Thursday, March 20, 2008
Neon Neon - Fabric
As with Madchester in ‘89 or Big Beat in ‘99, every ten years or so Indie and Dance race towards each other like horny dogs in a park and get straight down to some spirited arse sniffing, only to get whistled apart apologetically by their respective owners after a just the briefest of exchanges. We’re in the thick of one of indie and dance’s most fertile unions in some time and tonight’s ‘Adventures in the Beetroot Field’ gathers a killer line up of bright young things all mining a singularly 2008 style take on this perennial hybrid.

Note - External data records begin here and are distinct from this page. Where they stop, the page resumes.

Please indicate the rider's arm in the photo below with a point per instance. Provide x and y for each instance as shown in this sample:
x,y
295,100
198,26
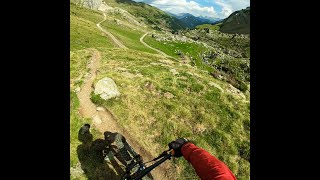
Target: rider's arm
x,y
206,165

The pairing of Boom Bip and Super Furries man Gruff Rhyss as Neon Neon - making their live UK debut at Fabric tonight - seems slightly at odds with the rest of the line-up. Where the majority of acts on this bill present a spiky, confrontational take on indie-dance, Neon Neon prefer a smoother, streamlined style. Where the young upstarts sing of alienation and urban ennui, Neon Neon deal in romance and humanity. Elsewhere there is grubby 80’s revisionism, with Neon Neon only loving tribute.
Unsurprisingly, the atmosphere in Room2 slightly more sedate than elsewhere as curious musos steadily fill the hall. Nobody’s quite sure what form Neon Neon live will take and with debut LP “Stainless Style”’s list of collaborators reading something like a super savvy Gorillaz cast (Yo Majesty, Spank Rock) you never know who could pitch up to perform.
Opening with “Neon Theme” - Bip on keys and synth drums, Rhyss on guitar alongside bassist Cate Le Bon and a loose limbed drummer in gigantic plane landing headphones - and immediately the atmosphere shifts from Fabric’s typical cold modernism to woozy nostalgia. It’s an incongruous image: a born and bred valley boy, cruising down the strip in convertible, palm trees flapping softly in the breeze but over the course of the first few numbers, to Miami Vice power drums and Kim Wilde style choruses, Rhyss makes it all palatable.
Cate Le Bon takes to the mic for a lush ‘I Lust you’ and remains both graceful and insouciant throughout. As to whether they convince as a unit, the four piece just about pull it off, looking more like the arch new-wave sixth form band than the product of some fated union. But Bip’s having a blast pounding away at his synth drums and though Gryff looks baffled from the start (hell doesn’t he always?) it only adds to the band’s breezy charm.
“Belfast” is delightful towards the end of the set, Gryff’s yearning vocal proving once again he may be one of most emotive vocalists of his generation and when Akira the Don appears for “Sweatshop” it’s humping dancehall rhythm finally gets everyone moving.
Unfortunately it all tails off when the Magic Numbers join on vocals for the last song. Of course, great to get the guests on for a turn but the Magic Numbers are the last band on earth you’d associate with ‘Star Quality’ and as they stand there, hands in pockets, awkwardly chinking beers together it’s a lacklustre finale to an otherwise thoroughly engaging show.